I’ve had much better success this year starting vegetables from seed, which I attribute to using my own leaf compost, sand and peat mix, rather than sterile potting soil. I’ve had no damping off to speak of, and good root growth. With the exception of shallots, everything has transplanted well. So here’s the progress on seed starts I got in the ground this weekend:

  • 6 thai basil
  • 3 red cabbage
  • 6 brussels sprouts
  • 6 cauliflower
  • 8-10 green chard
  • 10-15 lacinato kale
  • 3-5 chamomile
  • 1 cucumber
  • 2 musk melon
  • 10 morning glories
  • 1 crookneck
  • 2 zucchini
  • 4 winter squash (blue, lakota, buttercup)
  • 1 pumpkin

I also managed to get in a stake-and-string system for the pole beans and put bricks around the center bed. I also cleaned out the garage, cooked dinner, took the kids to fireworks, and did some reading even.
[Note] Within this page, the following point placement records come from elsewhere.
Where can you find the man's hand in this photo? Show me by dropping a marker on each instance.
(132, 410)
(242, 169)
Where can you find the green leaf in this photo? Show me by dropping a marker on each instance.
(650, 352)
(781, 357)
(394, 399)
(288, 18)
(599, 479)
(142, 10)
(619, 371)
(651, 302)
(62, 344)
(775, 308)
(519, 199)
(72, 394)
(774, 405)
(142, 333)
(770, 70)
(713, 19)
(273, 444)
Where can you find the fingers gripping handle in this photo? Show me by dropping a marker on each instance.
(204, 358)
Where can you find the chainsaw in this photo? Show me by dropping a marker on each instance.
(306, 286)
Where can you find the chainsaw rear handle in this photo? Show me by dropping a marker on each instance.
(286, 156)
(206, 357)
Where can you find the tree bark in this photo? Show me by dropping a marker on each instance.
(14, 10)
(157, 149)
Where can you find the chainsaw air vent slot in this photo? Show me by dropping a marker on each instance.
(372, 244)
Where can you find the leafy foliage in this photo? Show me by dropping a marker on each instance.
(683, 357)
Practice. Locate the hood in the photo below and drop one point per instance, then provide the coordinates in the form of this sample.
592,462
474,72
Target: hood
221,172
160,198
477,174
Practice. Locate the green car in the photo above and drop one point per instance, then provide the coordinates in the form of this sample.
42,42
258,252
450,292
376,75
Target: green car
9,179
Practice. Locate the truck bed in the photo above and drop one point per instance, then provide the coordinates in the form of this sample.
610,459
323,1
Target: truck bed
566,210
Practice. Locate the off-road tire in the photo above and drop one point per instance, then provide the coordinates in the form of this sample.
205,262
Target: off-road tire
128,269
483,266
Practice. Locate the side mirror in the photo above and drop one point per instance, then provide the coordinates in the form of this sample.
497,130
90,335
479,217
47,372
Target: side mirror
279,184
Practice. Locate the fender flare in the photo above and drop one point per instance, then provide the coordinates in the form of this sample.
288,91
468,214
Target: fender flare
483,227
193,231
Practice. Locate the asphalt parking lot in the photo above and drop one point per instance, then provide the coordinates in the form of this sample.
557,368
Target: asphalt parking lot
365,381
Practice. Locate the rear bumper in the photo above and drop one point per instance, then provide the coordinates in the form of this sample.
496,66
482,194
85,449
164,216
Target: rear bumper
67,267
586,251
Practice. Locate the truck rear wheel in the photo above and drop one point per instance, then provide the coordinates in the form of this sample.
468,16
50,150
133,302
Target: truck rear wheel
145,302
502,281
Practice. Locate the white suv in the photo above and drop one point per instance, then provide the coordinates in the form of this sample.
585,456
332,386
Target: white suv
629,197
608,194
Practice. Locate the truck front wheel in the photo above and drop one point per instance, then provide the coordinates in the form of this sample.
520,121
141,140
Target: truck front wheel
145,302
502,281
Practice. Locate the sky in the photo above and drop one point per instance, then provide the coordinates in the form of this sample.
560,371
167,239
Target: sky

My sad little failures include now four attempts to transplant some thorny locusts out of the front foundation planting bed to the back yard. I’m curious, in fact, how they got to the front bed in the first place. They don’t seem to be like the other locusts on my property- the leaves are more rounded like a black locust. My working theory is the cardinal who lives part time in the spruce deposited them there, but I have no proof.

As I was giving a talk last Tuesday night, someone was asking about weeds, and I instinctively said that I don’t much like weeding and don’t pull many weeds. My neighbor came over later in the weekend and remarked on my fine crop of dandelions. I said, well yes- they are recycling calcium. Dandelions, plantains and thistles all accumulate nutrients from sublayers of the soil and deposit them at the topsoil layer. This must be a characteristic of opportunistic pioneers and many weeds. I like my weeds.